On June 11, hundreds of custodians, skilled trades and transportation workers, secretaries, engineers, and security officers received layoff notices. Edward Coffey, business representative for the Greater Detroit Building Trades Council, told the rally that 194 of his 260 members – including sewer workers, plasterers, cement workers, roofers, and electricians – have been laid off.

Phil Schloop, business manager of the International Union of Operating Engineers Local 547, which lost 137 jobs, pointed out that declining enrollment has led to loss of state funds. But he said the unions have long argued that early retirement programs and the elimination of expensive schemes could avoid such layoffs.

Local 547 members voted to donate two hours’ pay to help defray the cost of health care for laid off members, to refuse overtime, and to ask retired boiler operators who fill in for absentees not to fulfill these requests so laid off members can work.

The board canceled the meeting, a tactic they usually employ when forced to meet with irate citizens or workers asking questions.

The board says that there is a projected deficit of $80 million for this fiscal year, ending June 30. This is the same amount being paid to Aramark Service Master, a billion-dollar corporation, to privatize plant operations and food handling services.

This current school board was appointed by former right-wing Republican Gov. John Engler, taking away Detroiters’ right to elect their own representatives. This undemocratic move has a racist tinge, because Detroit’s population is 80 percent African American, with a considerable Arab American population, a number of Native Americans and a growing Latino community.

The coalition of unions, which represents 11,000 school workers, is demanding an early retirement plan, reduction of unnecessary outsourcing, maximizing use of grant and federal funds, and the restoration of essential services to schools.

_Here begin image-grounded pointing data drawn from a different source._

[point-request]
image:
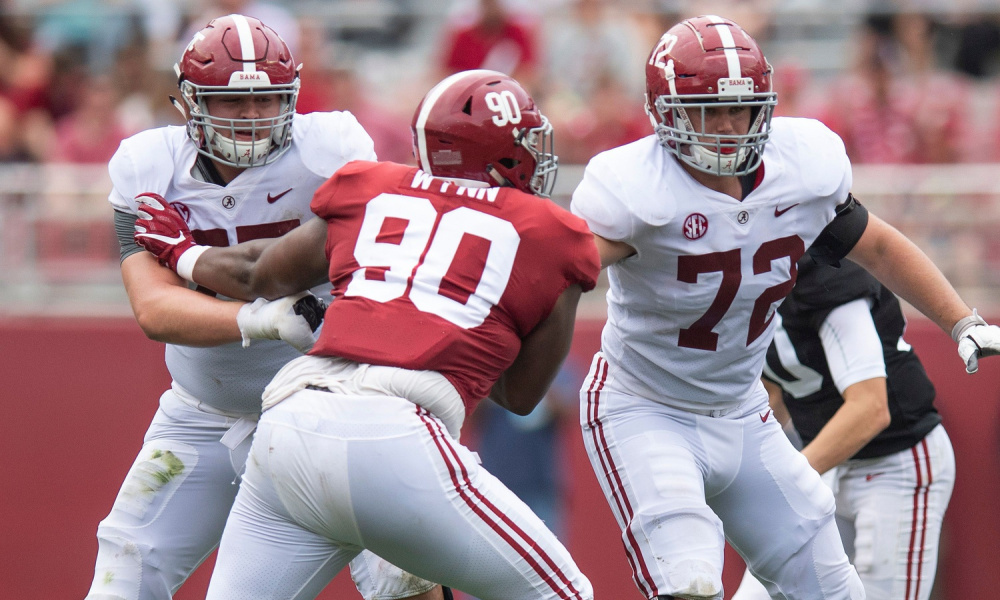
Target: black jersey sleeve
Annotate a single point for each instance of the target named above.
(839, 237)
(821, 286)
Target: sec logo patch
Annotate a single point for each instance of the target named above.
(695, 226)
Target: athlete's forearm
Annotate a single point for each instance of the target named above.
(899, 264)
(167, 311)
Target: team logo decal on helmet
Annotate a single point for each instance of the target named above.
(483, 127)
(709, 63)
(238, 56)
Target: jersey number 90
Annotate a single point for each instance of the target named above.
(436, 252)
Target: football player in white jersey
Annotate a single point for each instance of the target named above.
(452, 282)
(701, 226)
(245, 167)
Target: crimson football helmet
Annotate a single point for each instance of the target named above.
(709, 62)
(482, 126)
(238, 55)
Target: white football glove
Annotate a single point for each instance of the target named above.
(295, 319)
(976, 339)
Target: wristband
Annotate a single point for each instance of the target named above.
(964, 324)
(185, 264)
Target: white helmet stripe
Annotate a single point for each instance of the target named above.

Some observers pointed out that the board’s actions are part of a more general attack on public education. State, county, city and local governments are in a financial crisis while more than $168 billion is being spent on the Iraq war.

A group of ultra-left radicals, misleading a few frustrated laid-off workers, have protested the board’s plan by trying to stop school buses, thereby interfering with the children’s education.

Ruby Newbold, president of the Coalition of Detroit Public School Unions, said, “We are not a part of this, we aren’t trying to disrupt the school system. We want to get these people back to work.” The unions have always opposed any action that will take away from decent quality education for the students.